Pour conclure sur cette question de virtualité, les auteurs soutiennent que les communautés en ligne ne sont pas de « pâles substitues artificiels » des communautés plus traditionnelles, mais soulignent dans un même temps qu’elles ont leurs propres traits distinctifs portant notamment sur les changements économiques qu’elles engendrent et leurs organisations. Malgré un cadrage important des formes de co-présence sociale, les communautés virtuelles parviennent donc à maintenir des liens forts et à soutenir la collaboration en augmentant la diversité des liens faibles de par sa propension à développer le réseau d’internautes. Les relations en ligne se distinguent par l’élaboration de normes et de structures qui leurs sont propres. Les communautés virtuelles « are not just pale imitations of « real life ». The Net is the Net82 » (B. Wellman, M. Gulia, 1999).

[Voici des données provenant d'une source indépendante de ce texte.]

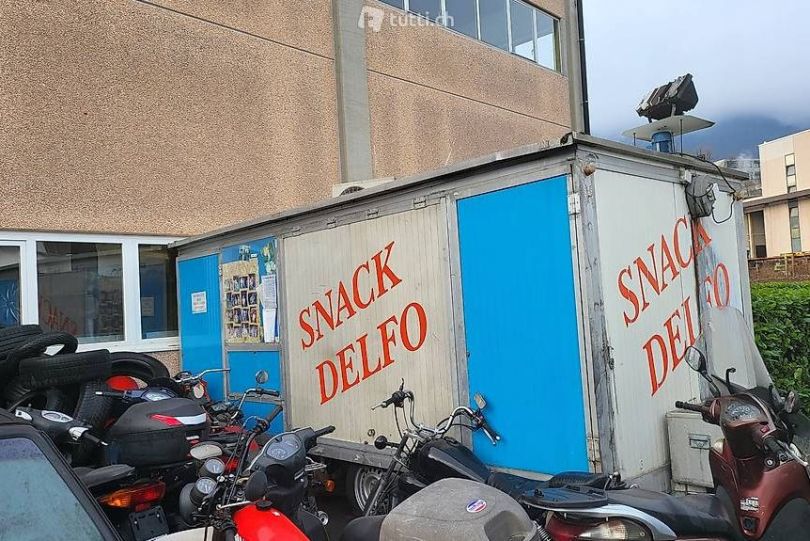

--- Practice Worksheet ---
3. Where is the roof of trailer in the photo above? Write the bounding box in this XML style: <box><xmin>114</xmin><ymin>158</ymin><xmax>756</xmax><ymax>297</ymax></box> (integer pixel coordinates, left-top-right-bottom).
<box><xmin>173</xmin><ymin>133</ymin><xmax>747</xmax><ymax>249</ymax></box>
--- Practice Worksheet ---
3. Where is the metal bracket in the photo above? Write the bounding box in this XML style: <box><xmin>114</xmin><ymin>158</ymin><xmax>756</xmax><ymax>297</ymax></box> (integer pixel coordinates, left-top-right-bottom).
<box><xmin>413</xmin><ymin>196</ymin><xmax>427</xmax><ymax>209</ymax></box>
<box><xmin>568</xmin><ymin>192</ymin><xmax>581</xmax><ymax>215</ymax></box>
<box><xmin>688</xmin><ymin>433</ymin><xmax>711</xmax><ymax>450</ymax></box>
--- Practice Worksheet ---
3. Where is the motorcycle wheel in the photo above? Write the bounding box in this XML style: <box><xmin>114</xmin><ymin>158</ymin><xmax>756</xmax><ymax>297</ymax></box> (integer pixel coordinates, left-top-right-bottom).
<box><xmin>346</xmin><ymin>464</ymin><xmax>393</xmax><ymax>516</ymax></box>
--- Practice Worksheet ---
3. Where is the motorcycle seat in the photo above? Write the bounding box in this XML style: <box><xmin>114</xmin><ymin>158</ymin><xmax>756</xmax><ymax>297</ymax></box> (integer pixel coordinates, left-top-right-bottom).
<box><xmin>340</xmin><ymin>515</ymin><xmax>385</xmax><ymax>541</ymax></box>
<box><xmin>74</xmin><ymin>464</ymin><xmax>136</xmax><ymax>490</ymax></box>
<box><xmin>606</xmin><ymin>489</ymin><xmax>738</xmax><ymax>537</ymax></box>
<box><xmin>488</xmin><ymin>470</ymin><xmax>611</xmax><ymax>498</ymax></box>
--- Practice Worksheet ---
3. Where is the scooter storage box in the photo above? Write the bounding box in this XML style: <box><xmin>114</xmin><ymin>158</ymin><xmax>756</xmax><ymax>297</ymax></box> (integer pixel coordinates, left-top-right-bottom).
<box><xmin>380</xmin><ymin>478</ymin><xmax>540</xmax><ymax>541</ymax></box>
<box><xmin>104</xmin><ymin>398</ymin><xmax>209</xmax><ymax>466</ymax></box>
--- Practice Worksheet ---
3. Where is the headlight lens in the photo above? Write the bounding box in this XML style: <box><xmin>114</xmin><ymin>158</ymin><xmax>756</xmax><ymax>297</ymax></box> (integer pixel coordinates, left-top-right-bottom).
<box><xmin>577</xmin><ymin>519</ymin><xmax>650</xmax><ymax>540</ymax></box>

« The Net is the Net ». La communauté virtuelle est donc une entité à part entière, avec ses propres traits distinctifs. Elle partage un socle commun et irréductible avec celui de la communauté traditionnelle, de partage : « la communauté existe si les membres partagent un ensemble d’évidences et de pratiques culturelles communes » (P. Zarifian, 1996). En cela, elle se différencie également du réseau social numérique, le social network. Elle se construit au sein de ces réseaux (D. Cardon, 2008), mais nous l’avons vu, s’en différencie au-delà de l’objet commun partagé par tous les membres en développant un sentiment d’appartenance chez les membres et de reconnaissance de chacun dans l’identité du groupe. Il se met en place aussi par les échanges dans la durée une histoire commune qui peut se traduire par un partage de pratiques, de rituels d’interactions, de valeurs communes et d’une micro-culture.

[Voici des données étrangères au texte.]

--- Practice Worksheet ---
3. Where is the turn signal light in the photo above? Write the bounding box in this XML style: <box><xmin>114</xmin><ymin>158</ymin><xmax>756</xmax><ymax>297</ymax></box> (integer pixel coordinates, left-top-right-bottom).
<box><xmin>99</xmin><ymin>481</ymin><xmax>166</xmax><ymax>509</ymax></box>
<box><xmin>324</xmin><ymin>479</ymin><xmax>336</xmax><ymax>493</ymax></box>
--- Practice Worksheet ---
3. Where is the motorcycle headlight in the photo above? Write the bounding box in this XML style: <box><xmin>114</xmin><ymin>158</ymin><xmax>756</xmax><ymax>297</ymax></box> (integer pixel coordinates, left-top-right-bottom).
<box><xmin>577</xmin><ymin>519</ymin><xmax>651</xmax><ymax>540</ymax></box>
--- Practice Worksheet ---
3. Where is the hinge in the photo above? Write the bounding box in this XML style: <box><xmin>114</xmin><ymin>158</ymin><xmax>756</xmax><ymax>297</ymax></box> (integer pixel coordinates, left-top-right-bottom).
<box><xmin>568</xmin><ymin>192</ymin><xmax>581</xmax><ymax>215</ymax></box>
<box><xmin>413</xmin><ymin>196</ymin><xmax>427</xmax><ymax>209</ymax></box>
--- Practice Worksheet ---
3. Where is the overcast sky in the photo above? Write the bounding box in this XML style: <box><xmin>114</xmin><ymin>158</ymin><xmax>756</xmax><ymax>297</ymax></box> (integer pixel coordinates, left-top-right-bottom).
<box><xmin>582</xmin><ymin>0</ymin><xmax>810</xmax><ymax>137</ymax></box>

82Les communautés virtuelles « ne sont pas juste qu’une imitation de la vie réelle, le Net

Les dispositifs liés aux applications de l’Internet, caractérisés par des interactions distantes, entre temps réel et asynchrone, visuel ou textuel, induisent des configurations et régulations encore souples (R. Rainguez, 2007). La communauté virtuelle, telle que décrite en début de chapitre, est une forme sociale rendue instable par les dynamiques mouvantes qui la traversent. Une forme sociale particulière que G. Zimmermann (2007) qualifie de « structures dissipatives », emprunt à I. Prigogine (1995), concept qui permet de mettre en exergue la tension entre les changements permanents et une continuité structurelle : « Il s’agit de systèmes ouverts qui se maintiennent dans un état éloigné de l'équilibre, mais qui demeure néanmoins stable : la même structure globale est maintenue en dépit d'un flux constant d’actions et d’informations suscitant de l'évolution et des changements » (G. Zimmermann, 2007).

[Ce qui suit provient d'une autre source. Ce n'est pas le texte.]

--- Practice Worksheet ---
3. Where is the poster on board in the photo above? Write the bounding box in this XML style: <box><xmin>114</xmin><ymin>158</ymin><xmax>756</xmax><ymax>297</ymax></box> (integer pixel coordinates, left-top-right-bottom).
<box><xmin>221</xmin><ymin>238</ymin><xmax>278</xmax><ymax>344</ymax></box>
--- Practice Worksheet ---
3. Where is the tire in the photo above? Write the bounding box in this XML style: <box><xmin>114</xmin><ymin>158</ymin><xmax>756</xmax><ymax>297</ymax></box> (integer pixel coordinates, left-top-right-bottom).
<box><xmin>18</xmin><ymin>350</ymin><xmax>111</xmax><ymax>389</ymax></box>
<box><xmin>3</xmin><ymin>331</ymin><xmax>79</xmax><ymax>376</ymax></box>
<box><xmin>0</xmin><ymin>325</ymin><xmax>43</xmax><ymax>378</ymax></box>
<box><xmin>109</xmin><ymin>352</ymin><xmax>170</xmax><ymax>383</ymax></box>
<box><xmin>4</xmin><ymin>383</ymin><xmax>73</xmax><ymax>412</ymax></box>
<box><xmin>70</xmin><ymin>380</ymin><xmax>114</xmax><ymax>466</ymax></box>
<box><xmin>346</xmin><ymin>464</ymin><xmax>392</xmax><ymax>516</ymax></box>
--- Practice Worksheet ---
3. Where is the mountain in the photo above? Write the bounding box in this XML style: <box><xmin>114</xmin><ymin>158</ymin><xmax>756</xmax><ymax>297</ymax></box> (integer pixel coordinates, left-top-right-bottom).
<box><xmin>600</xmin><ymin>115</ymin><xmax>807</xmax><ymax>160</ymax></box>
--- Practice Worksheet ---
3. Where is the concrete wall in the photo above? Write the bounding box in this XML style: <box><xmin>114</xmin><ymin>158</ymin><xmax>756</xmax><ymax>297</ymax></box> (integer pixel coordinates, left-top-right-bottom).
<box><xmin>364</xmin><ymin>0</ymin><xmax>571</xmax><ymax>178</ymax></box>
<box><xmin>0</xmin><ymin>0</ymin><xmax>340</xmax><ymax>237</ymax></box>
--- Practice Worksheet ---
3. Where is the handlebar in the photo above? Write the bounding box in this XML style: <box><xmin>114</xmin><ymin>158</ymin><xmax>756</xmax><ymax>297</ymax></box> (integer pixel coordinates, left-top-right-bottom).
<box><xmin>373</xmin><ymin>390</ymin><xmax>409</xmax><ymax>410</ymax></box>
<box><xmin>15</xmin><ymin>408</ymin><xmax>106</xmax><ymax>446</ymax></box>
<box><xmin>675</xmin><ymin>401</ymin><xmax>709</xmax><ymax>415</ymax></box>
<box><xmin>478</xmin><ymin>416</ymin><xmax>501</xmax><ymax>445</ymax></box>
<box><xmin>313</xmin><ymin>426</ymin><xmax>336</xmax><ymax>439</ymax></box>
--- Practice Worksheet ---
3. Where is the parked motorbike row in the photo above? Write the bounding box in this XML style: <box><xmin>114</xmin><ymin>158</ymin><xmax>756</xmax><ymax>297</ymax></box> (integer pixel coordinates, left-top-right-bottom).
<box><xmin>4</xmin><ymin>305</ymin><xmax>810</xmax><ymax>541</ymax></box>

Cette première approche complète la notion de communauté virtuelle. Elle est vue comme une forme communautaire à part entière qui partage des qualités communes avec la communauté traditionnelle mais engendre également des caractéristiques qui lui sont propres. La forme sociale qui se détache, qualifiée de structure dissipative, admet des tensions nouvelles émises par des changements permanents. D’après les premiers recueils provenant de nos terrains, trois propriétés, nœuds de tensions, peuvent caractériser la formation des structures sociales des communautés virtuelles :

- une force performatrice (effet performateur par les internautes)

- une communauté médiatée (et distante)

- des processus d’hybridation (constitution par projet, combinaison d’interactions

et d’engagements)

Ces trois dimensions, rapportées à notre état de l’art sur le concept de communauté virtuelle, ainsi qu’à nos terrains, nous paraissent en constituer les éléments décisifs. Ces éléments ne sont pas nouveaux, ils appartiennent à la définition de communauté traditionnelle mais sont exacerbés ou transformés par la virtualité et deviennent alors des éléments moteurs.